Pubblicato da fabrizio centofanti su maggio 18, 2012
da qui
- E’ finita così?
- Ho semplificato: è impossibile racchiudere una storia nell’ambito di una seduta.
- Abbiamo tutto il tempo che vogliamo.
- Il tempo. Lo centellinavo, per non venirle a noia.

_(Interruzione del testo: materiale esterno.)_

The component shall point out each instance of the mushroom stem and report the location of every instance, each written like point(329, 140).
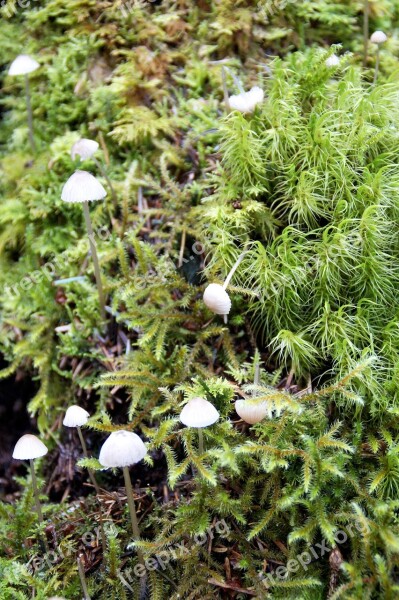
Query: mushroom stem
point(97, 488)
point(36, 492)
point(377, 64)
point(225, 91)
point(132, 508)
point(91, 474)
point(233, 270)
point(200, 441)
point(96, 264)
point(29, 111)
point(103, 172)
point(365, 31)
point(83, 578)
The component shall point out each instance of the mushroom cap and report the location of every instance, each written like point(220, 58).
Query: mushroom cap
point(251, 412)
point(82, 187)
point(246, 101)
point(84, 148)
point(198, 412)
point(22, 65)
point(217, 299)
point(29, 446)
point(332, 61)
point(75, 416)
point(122, 449)
point(378, 37)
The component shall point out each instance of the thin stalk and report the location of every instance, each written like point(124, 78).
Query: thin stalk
point(36, 492)
point(225, 91)
point(96, 264)
point(82, 577)
point(37, 500)
point(97, 488)
point(365, 31)
point(200, 441)
point(182, 246)
point(30, 115)
point(132, 510)
point(377, 65)
point(90, 472)
point(233, 270)
point(104, 173)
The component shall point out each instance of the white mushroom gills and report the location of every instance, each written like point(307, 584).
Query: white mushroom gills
point(199, 413)
point(247, 101)
point(251, 411)
point(83, 187)
point(75, 416)
point(215, 296)
point(84, 149)
point(120, 450)
point(23, 65)
point(30, 447)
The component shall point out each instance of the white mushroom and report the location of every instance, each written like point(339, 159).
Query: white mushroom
point(30, 447)
point(83, 187)
point(378, 37)
point(217, 299)
point(23, 65)
point(332, 61)
point(247, 101)
point(84, 149)
point(75, 416)
point(199, 413)
point(120, 450)
point(251, 411)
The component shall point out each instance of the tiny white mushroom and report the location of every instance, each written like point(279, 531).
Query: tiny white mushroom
point(251, 411)
point(247, 101)
point(84, 149)
point(75, 416)
point(83, 187)
point(120, 450)
point(332, 61)
point(23, 65)
point(215, 296)
point(30, 447)
point(217, 299)
point(199, 413)
point(378, 37)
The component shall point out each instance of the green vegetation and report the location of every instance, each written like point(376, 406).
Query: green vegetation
point(303, 504)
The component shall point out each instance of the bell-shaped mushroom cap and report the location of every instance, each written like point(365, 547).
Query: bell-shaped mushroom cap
point(122, 449)
point(246, 101)
point(84, 148)
point(75, 416)
point(198, 412)
point(250, 411)
point(332, 61)
point(22, 65)
point(378, 37)
point(29, 446)
point(82, 187)
point(217, 299)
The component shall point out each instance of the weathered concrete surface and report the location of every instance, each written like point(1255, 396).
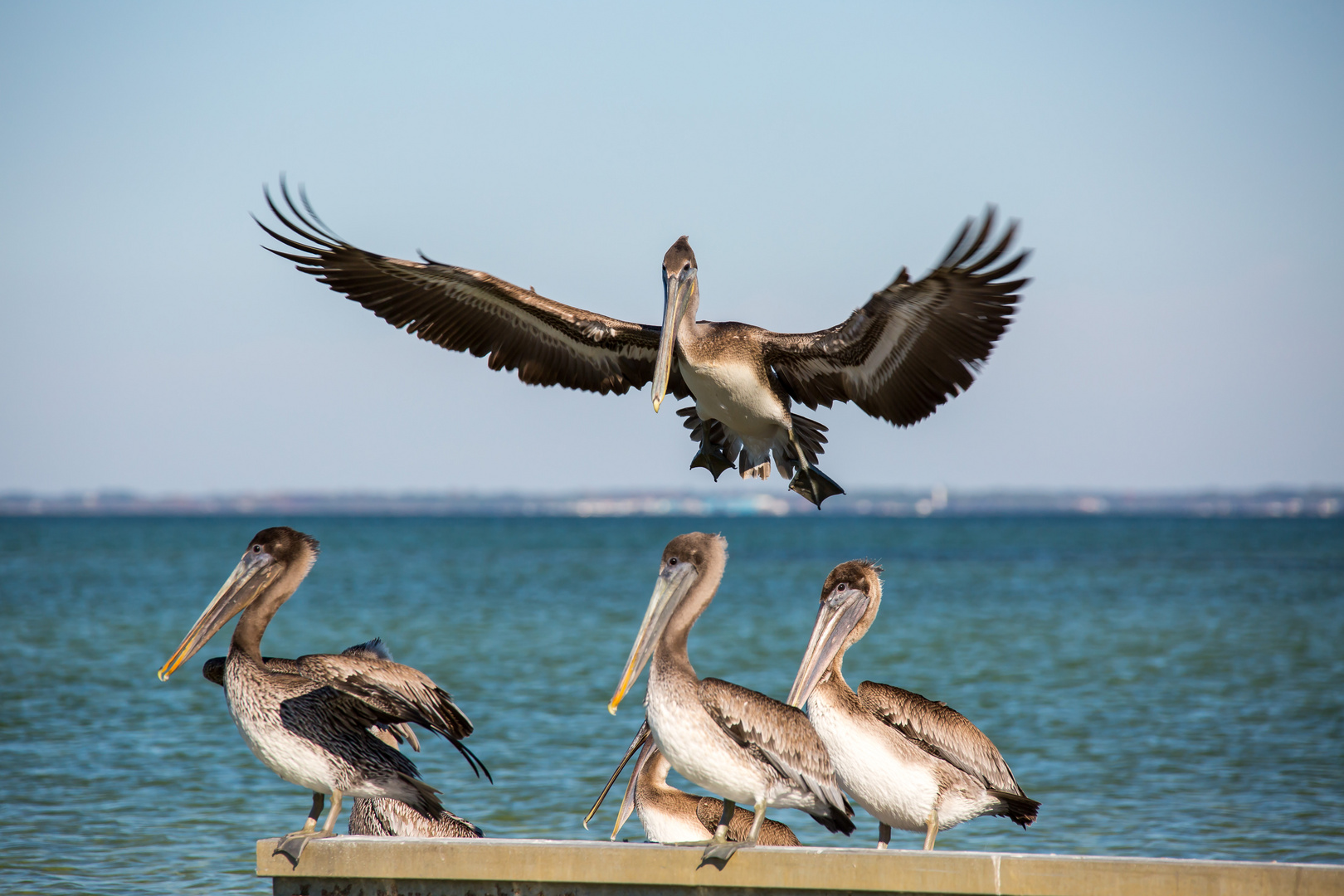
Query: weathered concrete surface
point(401, 867)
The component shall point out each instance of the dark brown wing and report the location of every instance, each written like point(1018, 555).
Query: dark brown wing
point(214, 670)
point(940, 730)
point(780, 733)
point(392, 689)
point(465, 310)
point(913, 345)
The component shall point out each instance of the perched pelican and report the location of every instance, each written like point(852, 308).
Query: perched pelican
point(913, 763)
point(312, 728)
point(672, 816)
point(741, 744)
point(379, 817)
point(910, 348)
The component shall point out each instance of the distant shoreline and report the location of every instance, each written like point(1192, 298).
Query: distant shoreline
point(938, 501)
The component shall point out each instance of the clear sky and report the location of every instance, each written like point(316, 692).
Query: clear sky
point(1179, 169)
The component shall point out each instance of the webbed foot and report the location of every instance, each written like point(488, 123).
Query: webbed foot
point(719, 852)
point(292, 845)
point(815, 485)
point(714, 461)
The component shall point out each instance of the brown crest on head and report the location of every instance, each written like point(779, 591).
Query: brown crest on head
point(679, 257)
point(694, 548)
point(855, 574)
point(283, 543)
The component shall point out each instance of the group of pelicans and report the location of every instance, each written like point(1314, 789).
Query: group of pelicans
point(332, 723)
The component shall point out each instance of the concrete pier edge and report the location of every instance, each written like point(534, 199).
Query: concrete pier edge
point(399, 867)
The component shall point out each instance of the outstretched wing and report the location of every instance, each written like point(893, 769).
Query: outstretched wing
point(466, 310)
point(941, 731)
point(780, 733)
point(914, 344)
point(398, 692)
point(214, 670)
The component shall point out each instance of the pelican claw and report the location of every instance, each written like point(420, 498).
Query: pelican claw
point(815, 485)
point(714, 461)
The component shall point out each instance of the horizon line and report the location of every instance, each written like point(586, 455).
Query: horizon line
point(1270, 501)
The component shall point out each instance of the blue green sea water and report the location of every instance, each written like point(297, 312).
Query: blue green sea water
point(1164, 687)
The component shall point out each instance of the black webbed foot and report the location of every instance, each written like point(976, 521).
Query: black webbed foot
point(815, 485)
point(714, 461)
point(292, 845)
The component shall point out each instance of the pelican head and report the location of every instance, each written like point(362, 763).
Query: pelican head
point(275, 563)
point(850, 602)
point(680, 295)
point(687, 559)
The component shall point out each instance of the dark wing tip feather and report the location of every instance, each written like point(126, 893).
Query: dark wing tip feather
point(472, 759)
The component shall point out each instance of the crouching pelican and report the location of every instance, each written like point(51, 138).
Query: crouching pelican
point(910, 348)
point(741, 744)
point(672, 816)
point(311, 727)
point(381, 817)
point(910, 762)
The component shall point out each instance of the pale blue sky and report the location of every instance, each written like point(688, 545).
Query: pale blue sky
point(1177, 171)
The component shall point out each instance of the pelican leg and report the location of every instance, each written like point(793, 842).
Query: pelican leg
point(711, 457)
point(808, 480)
point(719, 846)
point(293, 844)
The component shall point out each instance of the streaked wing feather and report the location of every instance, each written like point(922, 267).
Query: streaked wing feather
point(914, 344)
point(940, 730)
point(390, 687)
point(780, 733)
point(465, 310)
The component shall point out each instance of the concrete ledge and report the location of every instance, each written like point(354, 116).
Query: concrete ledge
point(399, 867)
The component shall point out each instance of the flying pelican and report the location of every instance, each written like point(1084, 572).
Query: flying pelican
point(910, 762)
point(672, 816)
point(312, 728)
point(910, 348)
point(379, 817)
point(741, 744)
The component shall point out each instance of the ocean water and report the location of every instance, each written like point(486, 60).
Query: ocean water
point(1166, 687)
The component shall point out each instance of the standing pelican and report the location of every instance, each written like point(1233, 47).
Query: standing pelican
point(672, 816)
point(910, 348)
point(381, 817)
point(741, 744)
point(312, 728)
point(913, 763)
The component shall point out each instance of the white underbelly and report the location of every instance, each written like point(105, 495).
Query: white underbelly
point(295, 759)
point(735, 397)
point(670, 828)
point(893, 787)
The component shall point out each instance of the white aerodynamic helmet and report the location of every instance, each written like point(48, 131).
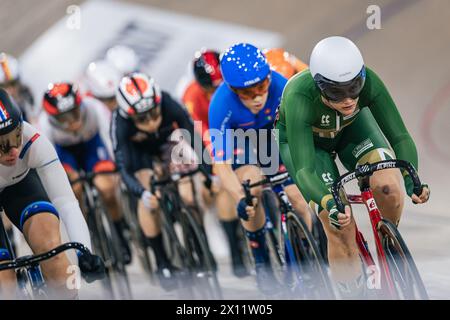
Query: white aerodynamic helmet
point(123, 58)
point(102, 79)
point(9, 68)
point(337, 66)
point(138, 96)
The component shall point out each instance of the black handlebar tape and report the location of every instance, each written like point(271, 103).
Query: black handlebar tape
point(248, 195)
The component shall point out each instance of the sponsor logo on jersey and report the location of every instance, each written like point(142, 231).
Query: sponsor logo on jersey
point(253, 81)
point(363, 146)
point(351, 115)
point(325, 121)
point(5, 124)
point(371, 204)
point(4, 115)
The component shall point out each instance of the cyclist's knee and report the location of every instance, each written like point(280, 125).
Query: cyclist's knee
point(387, 185)
point(295, 197)
point(342, 237)
point(107, 186)
point(252, 173)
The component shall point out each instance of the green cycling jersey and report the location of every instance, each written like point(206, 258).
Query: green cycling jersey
point(306, 125)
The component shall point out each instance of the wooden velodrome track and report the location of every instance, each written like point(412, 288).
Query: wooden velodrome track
point(410, 52)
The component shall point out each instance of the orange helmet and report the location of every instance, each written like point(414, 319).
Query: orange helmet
point(283, 62)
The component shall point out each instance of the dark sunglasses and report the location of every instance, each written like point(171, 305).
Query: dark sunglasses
point(339, 91)
point(144, 117)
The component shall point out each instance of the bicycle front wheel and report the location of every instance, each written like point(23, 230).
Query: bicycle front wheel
point(313, 276)
point(201, 260)
point(407, 281)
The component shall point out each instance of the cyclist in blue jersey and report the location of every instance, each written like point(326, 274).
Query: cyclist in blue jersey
point(248, 100)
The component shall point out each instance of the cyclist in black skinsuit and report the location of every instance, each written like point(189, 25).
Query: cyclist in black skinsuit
point(141, 128)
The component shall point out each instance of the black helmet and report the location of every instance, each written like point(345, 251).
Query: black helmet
point(10, 123)
point(207, 68)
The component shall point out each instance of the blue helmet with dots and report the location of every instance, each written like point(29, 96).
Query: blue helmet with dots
point(243, 65)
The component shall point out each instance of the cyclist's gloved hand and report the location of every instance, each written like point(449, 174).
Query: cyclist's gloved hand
point(244, 210)
point(214, 184)
point(424, 196)
point(92, 267)
point(339, 220)
point(149, 200)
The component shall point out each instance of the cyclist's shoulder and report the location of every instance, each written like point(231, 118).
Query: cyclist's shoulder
point(192, 92)
point(301, 84)
point(373, 85)
point(223, 100)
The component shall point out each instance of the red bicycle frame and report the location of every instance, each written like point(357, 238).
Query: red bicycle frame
point(368, 200)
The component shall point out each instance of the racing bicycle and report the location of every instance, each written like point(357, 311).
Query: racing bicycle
point(395, 276)
point(294, 254)
point(105, 240)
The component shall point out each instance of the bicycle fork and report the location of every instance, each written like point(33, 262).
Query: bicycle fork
point(375, 219)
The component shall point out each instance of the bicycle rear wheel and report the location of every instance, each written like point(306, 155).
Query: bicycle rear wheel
point(314, 282)
point(202, 264)
point(111, 244)
point(129, 207)
point(404, 273)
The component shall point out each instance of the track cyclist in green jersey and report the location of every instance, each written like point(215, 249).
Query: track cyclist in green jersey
point(341, 107)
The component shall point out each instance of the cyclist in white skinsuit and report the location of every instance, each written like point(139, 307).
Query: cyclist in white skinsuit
point(75, 131)
point(35, 193)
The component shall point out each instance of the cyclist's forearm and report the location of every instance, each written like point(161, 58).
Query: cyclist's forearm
point(229, 180)
point(133, 184)
point(313, 188)
point(57, 187)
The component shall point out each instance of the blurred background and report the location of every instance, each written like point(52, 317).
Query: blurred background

Hai avuto sempre paura di stancare, di qualcuno che dicesse basta. Forse per questo hai scelto i bambini, loro non conoscono stanchezze, si affezionano e ti cercano, solo tu puoi decidere di andartene, come in effetti è stato. Era questo il motivo per cui ti nascondevi, la facevi impazzire. Telefonava alle amiche comuni, come Elisa: era lei che vi metteva in contatto, organizzava incontri; il problema era che poi restava, per cui vi scambiavate solo sguardi, le stringevi la mano a sua insaputa, e immaginavi, immaginavi. Non sei un poeta, ma la fantasia di certo non ti manca; né mancava a Sonia, per quanto non volesse sbilanciarsi, non si mostrava troppo, anzi, se ci pensi, di lei non sapevi quasi nulla: il padre era medico, la madre ti avrebbe sposato volentieri o almeno avrebbe voluto che vi sposaste voi. Ogni tanto lanciava messaggi, come fanno le madri: bisogna aspettare, non avere fretta, ogni cosa a suo tempo. Abbiamo tutto il tempo. Forse per questo lo centellinavo, perché intuivo che se lei si scaldava facilmente, avrebbe altrettanto facilmente potuto raffreddarsi, divenire distante, come davanti a una persona sconosciuta; era del 29 febbraio, come avrebbe potuto essere altrimenti? Diceva: mi sono messa col più bello e intelligente; ti toccava ingegnarti, per non deludere un giudizio tanto lusinghiero. Così ti eclissavi, ti vedeva di rado, ma quelle volte era una festa, un’emozione che è impossibile descrivere. Chi tira troppo la corda, tuttavia, presto o tardi ne rimane vittima. Confidò di aver conosciuto un ragazzo con problemi, parlavano, parlavano, e un giorno, lo ricordi come fosse adesso, ti disse: l’ho baciato. Un pugno nello stomaco. Hai pensato che volesse ingelosirti, scalfire il bilancino con cui scandivi il tempo in cui stavate insieme. Una sfida continua, fra il troppo e il poco, il dare e il trattenere, finche il giorno in cui si abbandonò come mai prima, incorresti nell’errore fatale.
- Il nome sbagliato?
Hai presente il paradiso in terra, il momento tanto atteso, dopo giorni di latitanza volontaria? Stai godendo attimo per attimo il sapore di una passione travolgente, perdi il controllo, non pensi che al suo corpo bianco e ai capelli tutti d’oro e ti chiedi cosa hai fatto per meritare tutto questo e allora, proprio allora, pronunci il nome dell’altra che ti fa soffrire, che pensa solo al tango, e tu, che hai nuovamente fede in te, e pensi ora sì che sono pronto, anche per il ballo più impossibile, la chiami per nome, mentre Sonia sta gridando di piacere, ma ti sente, forse non ha mai sentito così bene, e il mondo finisce, abbiamo tutto il tempo, no, il tempo è scaduto, l’apocalisse ha bussato alla tua porta, il destino di Sodoma e Gomorra è un gioco da bambini di fronte allo sguardo di Medusa che pietrifica i tuoi sogni, interrompe il ballo come un incantesimo; l’universo si ferma e ci vorrebbe una catastrofe, un colpo di scena imprevedibile per rimettere in moto il meccanismo, una sorpresa o uno spavento, come quando ti passa il singhiozzo senza che neanche te ne accorga.